Love, Anger, Madness
Quietly, like a shadow, I watch this drama unfold scene by scene. I am the lucid one here, the dangerous one, and nobody suspects. An old maid! No husband. Doesn’t know love. Hasn’t even lived, really. They’re wrong. In any case, I’m savoring my revenge in silence. Silence is mine, vengeance is mine. I know into whose arms Annette will throw herself, and under no circumstances do I plan to open the eyes of our sister Félicia. She is too enraptured and carries the three-month-old fetus in her womb with too much pride. If she was smart enough to find herself a husband, I want her to be smart enough to keep him. She has too much confidence—in herself, in everyone. Her serenity exasperates me. She smiles while sewing shirts for the son she’s expecting, because of course it must be a son! And Annette will be the godmother, I bet . . .
I rest my elbows on the bedroom windowsill, and watch: standing in broad daylight, Annette offers Jean Luze the freshness of her twenty-two years. Their backs to Félicia, they claim each other without the slightest gesture. Desire bursting in their eyes. Jean Luze struggles, but there is no way out.
I am thirty-nine years old and still a virgin. The unenviable fate of most women in small Haitian towns. Is it like that everywhere? Are there towns in the world like this one, half mired in ancestral habits, people spying on each other?

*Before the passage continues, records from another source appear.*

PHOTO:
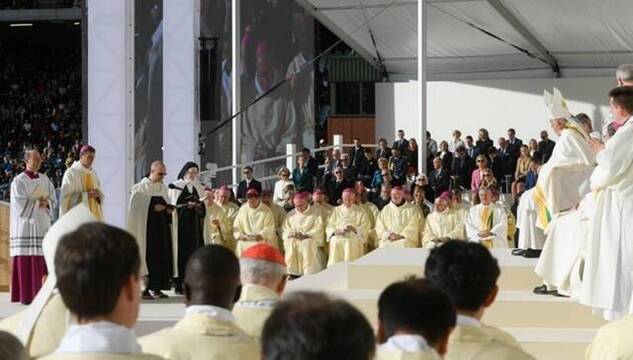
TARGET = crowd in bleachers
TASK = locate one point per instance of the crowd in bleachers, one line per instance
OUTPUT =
(40, 107)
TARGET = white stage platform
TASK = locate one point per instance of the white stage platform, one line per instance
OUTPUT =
(548, 327)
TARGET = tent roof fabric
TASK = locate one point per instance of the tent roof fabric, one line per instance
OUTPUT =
(539, 37)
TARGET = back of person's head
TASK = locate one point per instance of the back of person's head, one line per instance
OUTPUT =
(624, 73)
(623, 96)
(415, 307)
(311, 326)
(11, 348)
(466, 271)
(96, 266)
(212, 277)
(263, 265)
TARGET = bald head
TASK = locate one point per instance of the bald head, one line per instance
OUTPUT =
(212, 277)
(157, 171)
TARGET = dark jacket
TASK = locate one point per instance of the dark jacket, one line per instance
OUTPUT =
(242, 188)
(334, 189)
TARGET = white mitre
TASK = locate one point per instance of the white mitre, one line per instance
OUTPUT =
(68, 223)
(556, 105)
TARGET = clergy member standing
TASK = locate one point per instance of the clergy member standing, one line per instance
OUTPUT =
(32, 200)
(607, 278)
(149, 220)
(398, 224)
(303, 234)
(208, 330)
(263, 276)
(187, 220)
(487, 223)
(442, 225)
(347, 230)
(81, 185)
(254, 223)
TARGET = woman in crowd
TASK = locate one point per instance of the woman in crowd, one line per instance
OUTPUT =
(284, 180)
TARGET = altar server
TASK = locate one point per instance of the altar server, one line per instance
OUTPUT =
(41, 326)
(80, 184)
(32, 200)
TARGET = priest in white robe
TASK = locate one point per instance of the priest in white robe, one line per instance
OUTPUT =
(347, 230)
(80, 184)
(32, 200)
(398, 224)
(42, 325)
(608, 278)
(303, 235)
(563, 180)
(149, 220)
(487, 223)
(254, 223)
(442, 225)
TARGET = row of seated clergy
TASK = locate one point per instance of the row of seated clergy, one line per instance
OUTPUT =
(209, 331)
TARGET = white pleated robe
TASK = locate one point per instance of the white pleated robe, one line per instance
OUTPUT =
(302, 255)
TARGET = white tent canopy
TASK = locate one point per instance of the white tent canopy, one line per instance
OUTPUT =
(563, 38)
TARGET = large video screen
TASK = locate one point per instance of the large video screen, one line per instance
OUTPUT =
(148, 74)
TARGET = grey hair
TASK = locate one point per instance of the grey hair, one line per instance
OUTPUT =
(261, 272)
(11, 347)
(624, 72)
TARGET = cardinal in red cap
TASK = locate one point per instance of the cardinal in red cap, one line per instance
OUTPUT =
(348, 230)
(263, 275)
(303, 235)
(254, 223)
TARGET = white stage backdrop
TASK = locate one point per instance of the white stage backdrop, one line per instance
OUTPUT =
(492, 104)
(180, 83)
(111, 100)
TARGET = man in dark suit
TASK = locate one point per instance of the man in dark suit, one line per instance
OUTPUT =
(311, 163)
(398, 167)
(514, 143)
(248, 183)
(302, 178)
(462, 168)
(383, 151)
(401, 143)
(471, 150)
(335, 186)
(367, 168)
(439, 179)
(357, 154)
(546, 146)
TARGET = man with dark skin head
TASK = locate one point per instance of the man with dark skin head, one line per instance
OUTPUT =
(208, 329)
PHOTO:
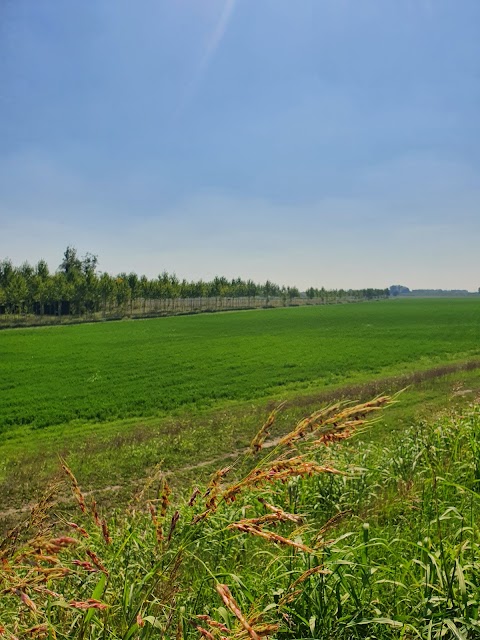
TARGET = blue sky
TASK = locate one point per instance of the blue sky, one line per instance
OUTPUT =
(330, 143)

My town! My land! as they proudly call this dreary graveyard, where you see few men besides the doctor, the pharmacist, the priest, the district commandant, the mayor, the prefect, all of them newly appointed to their posts, all of them such typical “coast people” that it’s nauseating. Suitors are exotic birds, since parents here always dream of sending their sons away to Port-au-Prince or abroad to make learned men of them. One of them came back to us in the person of Dr. Audier, who studied in Paris and in whom I still search in vain for something superhuman . . .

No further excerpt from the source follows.